ROCK HILL –
In Family Court on Tuesday, nobody threatened a cop in a cell behind the courtroom like weeks before. Nobody flashed gang signs or claimed toughness of the street.
A pair of kids – one 14 and another who just turned 16, who just weeks ago were so tough they beat up two girls – were sentenced to probation and counseling and community service.
That includes watching adult court, where gang members leave for prisons every day for years at a time.
There were no more threats to “shoot up the block” or bragging about how much pot they would inhale, sex they would have, or claims to be in a gang called the “Folk Nation.”
The Folk Nation has an alumni association of vicious drug dealers and violent predators who recruit part of America’s vital and wonderful future – York County’s kids – into crime.
Folk Nation grads proudly serve in almost every jail in America.
No, Tuesday was just the words from each teen; “Yes, ma’am,” when Family Court Judge Georgia Anderson of Spartanburg, retired yet still working, said, plainly and firmly to one of the kids: “Go to school, behave yourself, and do your work.”
The sentencing was for two of the five teens who were arrested Jan. 30 after a pair of girls walking down a Rock Hill street were jumped and beaten by the two boys who admitted it – and allegedly by three others who remain accused but have cases pending.
Because of the ages of the children, The Herald is not publishing their names.
The cops were called that January evening on Crawford Road by a witness, a person struggling to make a living, who did not want violence on her street.
When officers found the teens in an abandoned house, they bragged how they were not afraid of jail or anything else. One of the officers who arrested them, field training officer Sam Buchanan, just last week was honored as the Rock Hill Police Department’s officer of the year.
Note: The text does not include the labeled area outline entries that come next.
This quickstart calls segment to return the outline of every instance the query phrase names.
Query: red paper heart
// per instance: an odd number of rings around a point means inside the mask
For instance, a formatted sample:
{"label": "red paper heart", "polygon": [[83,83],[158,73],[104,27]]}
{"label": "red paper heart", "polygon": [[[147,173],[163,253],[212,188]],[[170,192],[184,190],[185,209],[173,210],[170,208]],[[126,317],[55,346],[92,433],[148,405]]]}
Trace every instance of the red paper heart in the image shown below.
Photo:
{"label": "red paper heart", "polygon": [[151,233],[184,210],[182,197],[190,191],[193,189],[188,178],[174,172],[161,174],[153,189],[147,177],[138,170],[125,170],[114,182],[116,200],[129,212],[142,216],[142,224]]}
The teenagers, who do not shave and cannot drive because they are too young, flashed gang symbols that cold night at Buchanan and another officer, called out gang sayings, and one even threatened to come back and “shoot up the block.”
The five created such a ruckus in the Rock Hill jail afterward that a squadron of officers was required to calm the place down.
Then on their way from a juvenile jail to court a week later, the boys boasted of all they would do with drugs and girls and the fellas upon release.
Another visiting judge with almost 30 years experience – promptly that early February day after the shock of what was said in his courtroom about violence and threats of violence – sent all back to jail instead of out to a party, pending trial.
One of the boys – the 14-year-old sentenced Tuesday – was in a cell that February morning after court when a police officer who had arrested him walked by and the teen then threatened to “smoke” the cop.
But Tuesday was 57 days of jail later.
The teens made no threats.
The two in court, who each had no prior record before the January fight, had pleaded guilty to assault by a mob and trespassing weeks ago. The S.C. Department of Juvenile Justice did an evaluation of both, when each was separated from the other kids involved, who were acting so tough when around other tough guys.
When apart, neither teen got in any trouble, according to DJJ and prosecutors. Each denied gang affiliation.
The lawyer for the 14-year-old – the child who threatened the officer and was by all accounts, the loudest mouth of all at the outset – said the kid was “mouthing off.”
The threats, the claims of gang ties, of shooting an officer, were “immaturity, not malice…” the lawyer stated. “He keeps saying he’s sorry, and he wants to go home.”
The lawyer for the other teen claimed the incident was a fight, then bad behavior in front of the police that included constitutionally protected free speech. It all was blown out of proportion by, among other things, media coverage, the lawyer said.